Glioblastoma is a devastating primary brain tumor, which is characterized by rapid growth and resistance to conventional therapies. The disease is rare with an estimated prevalence of less than 25,000 cases in the United States. The overall median survival is approximately 15 months after treatment with standard therapies, including surgery, radiotherapy, and chemotherapy. Cancer recurrence following initial therapy is common and especially devastating, as treatment options are limited and mostly ineffective for prolonging survival. The median survival time for patients with recurrent glioblastoma is 3 to 7 months. Thus, new treatment approaches are critically needed for patients in this setting. Oncolytic virotherapy represents an attractive novel therapeutic approach for recurrent glioblastoma. In this application, a potent oncolytic virus, DNX-2401, will be delivered to human brain tumors and evaluated in a human Phase II clinical study to assess clinical efficacy. DNX-2401 is a conditionally replicative oncolytic virus that functions by replicating in, and killing cells lacking growth control caused by any defect in the retinoblastoma (Rb) pathway, which is defective in 90% of glioblastomas. DNX-2401 also appears to trigger an antitumor immune response that can lead to tumor killing and increased survival in some patients.

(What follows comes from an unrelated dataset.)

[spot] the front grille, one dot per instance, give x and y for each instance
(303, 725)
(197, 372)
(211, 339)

Results from Phase I clinical studies indicate that DNX-2401 can: (1) replicate in human glioblastoma tumors for a period of weeks to months, (2) elicit tumor necrosis within weeks of injection, (3) trigger intratumoral immune cell infiltration, and (4) lead to long term tumor destruction detectable by MRI scans. In 2014, DNX-2401 was granted orphan drug designation for the treatment of glioma in the US and EU and Fast Track Status for recurrent glioblastoma in the US. This open-label, multicenter, Phase II clinical study will determine the efficacy of DNX-2401 when administered as a monotherapy to patients with recurrent glioblastoma or gliosarcoma. Up to 112 patients will be enrolled and receive a single DNX-2401 dose of 3 X 1010 viral particles injected directly into the tumor at the time of a tumor biopsy procedure. Enrolled patients will then be followed for 18 months to assess efficacy and safety, and every 4 months thereafter for survival.
The specific aims of the study are to: 1) prospectively determine the objective response rate (ORR) in recurrent glioblastoma, 2) to determine the rate of 12 month overall survival, the clinical benefit rate, and changes in quality of life, and 3) to evaluate the rate and severity of adverse events after treatment with DNX-2401.
Glioblastoma is a devastating primary brain tumor, which is characterized by rapid growth and resistance to conventional therapies. Specialized viruses, called oncolytic viruses, that have been engineered to kill tumor cells represent an attractive novel therapeutic approach for glioblastoma. In this proposal, a potent oncolytic virus, DNX-2401, will be delivered to human brain tumors and evaluated in a Phase II human clinical trial. DNX-2401 will be evaluated at a specific dose in a statistically significant number of patients to reveal potential benefits to glioblastoma patients.